📗 Excel for Data Analysts — Complete Guide
From Scratch for Fresher Data Analyst at DecisionTree Analytics
Why Excel matters: Excel is still the #1 tool in analytics consulting. At DecisionTree, you'll receive raw data in Excel, do quick ad-hoc analysis in Excel, and often hand over workbooks to clients. Interviewers will test your fluency.
1. VLOOKUP vs INDEX-MATCH — The Most Asked Excel Question
VLOOKUP
Syntax: =VLOOKUP(lookup_value, table_array, col_index_num, [range_lookup])
Example: Find the price of "Laptop" from a product table
=VLOOKUP("Laptop", A2:C10, 3, FALSE)
A2:C10 → Table containing Product Name, Category, Price
3 → Return the 3rd column (Price)
FALSE → Exact match (ALWAYS use FALSE in interviews!)
Limitations of VLOOKUP:
- ❌ Can only look right — lookup column must be the leftmost
- ❌ Adding/deleting columns breaks the column index number
- ❌ Slower on large datasets
- ❌ Cannot return values from a column to the LEFT of the lookup column
INDEX-MATCH (The Superior Alternative)
Syntax: =INDEX(return_range, MATCH(lookup_value, lookup_range, 0))
Example: Same lookup — find price of "Laptop"

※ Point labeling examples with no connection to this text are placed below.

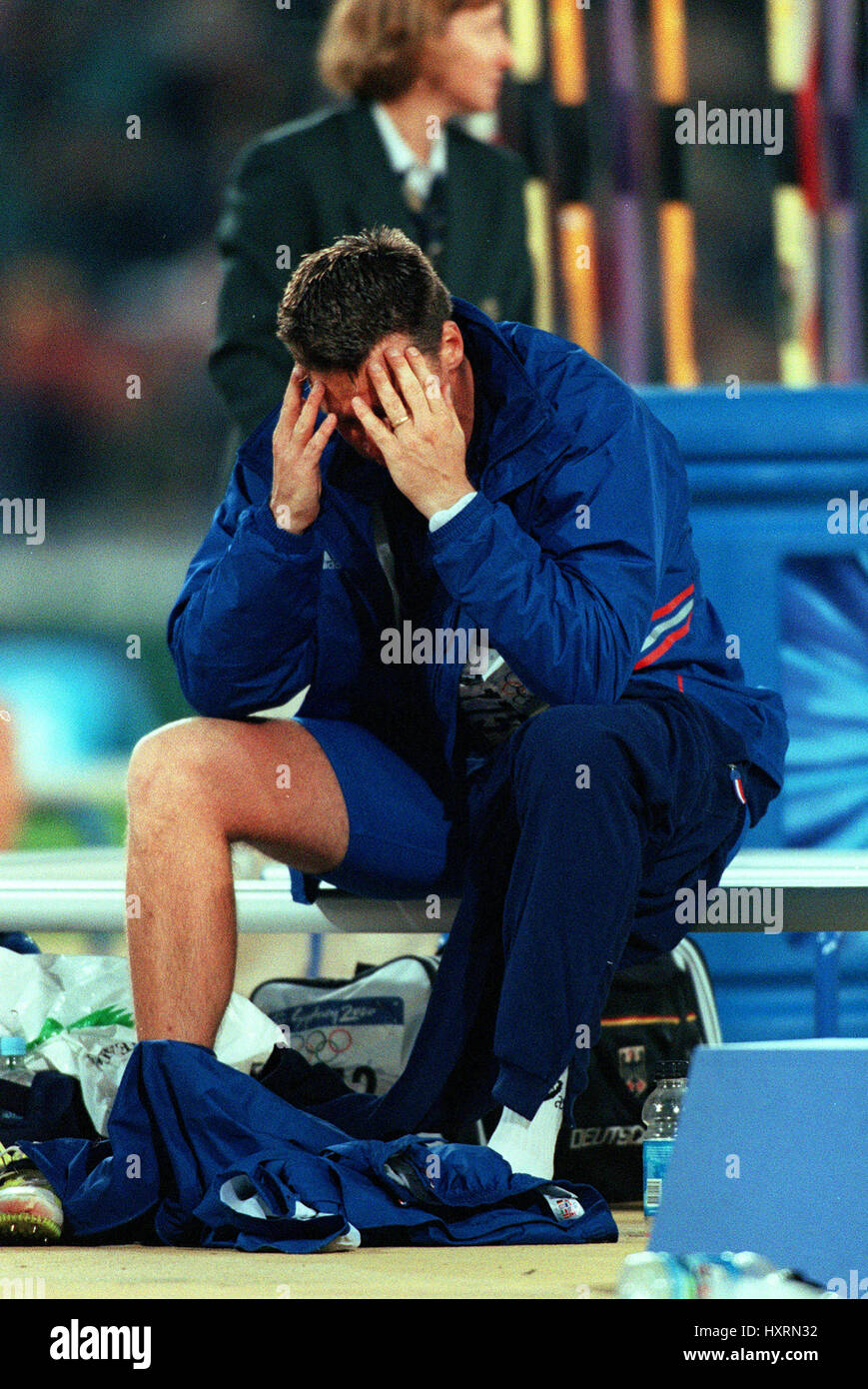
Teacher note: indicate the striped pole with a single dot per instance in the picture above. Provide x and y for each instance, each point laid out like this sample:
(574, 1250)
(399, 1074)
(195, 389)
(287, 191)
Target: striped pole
(845, 316)
(528, 39)
(626, 203)
(793, 57)
(575, 218)
(675, 214)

=INDEX(C2:C10, MATCH("Laptop", A2:A10, 0))
MATCH("Laptop", A2:A10, 0) → Finds the row position of "Laptop"
INDEX(C2:C10, position) → Returns the value from that row in column C
Why INDEX-MATCH is better:
- ✅ Can look in ANY direction (left, right, any column)
- ✅ Column insertions/deletions don't break it
- ✅ Faster on large datasets
- ✅ More flexible — can be used with multiple criteria
XLOOKUP (Excel 365 / 2021+)
=XLOOKUP("Laptop", A2:A10, C2:C10, "Not Found")

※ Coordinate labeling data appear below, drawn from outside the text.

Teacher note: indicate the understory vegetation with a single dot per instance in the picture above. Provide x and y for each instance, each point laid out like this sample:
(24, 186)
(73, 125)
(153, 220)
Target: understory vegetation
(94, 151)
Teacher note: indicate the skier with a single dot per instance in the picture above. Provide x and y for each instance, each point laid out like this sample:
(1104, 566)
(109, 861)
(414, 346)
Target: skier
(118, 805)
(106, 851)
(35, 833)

Simplest syntax, handles errors natively, looks in any direction.
Use when available, but know VLOOKUP/INDEX-MATCH for compatibility.
🧠 Interview mein bolo: "I prefer INDEX-MATCH over VLOOKUP because it's not limited to left-to-right lookups and doesn't break when columns are rearranged. But I'm comfortable with all three — VLOOKUP, INDEX-MATCH, and XLOOKUP."
Comparison Table
| Feature | VLOOKUP | INDEX-MATCH | XLOOKUP |
|---|---|---|---|
| Direction | Right only | Any direction | Any direction |
| Speed | Slower | Faster | Fastest |
| Column changes | Breaks | Resilient | Resilient |
| Error handling | Needs IFERROR wrapper | Needs IFERROR wrapper | Built-in |
| Availability | All versions | All versions | Excel 365+ only |
2. Pivot Tables — The Analyst's Swiss Army Knife
A Pivot Table summarizes large datasets into meaningful insights with drag-and-drop simplicity.
How to Create
1. Select your data range (Ctrl+A if in a table)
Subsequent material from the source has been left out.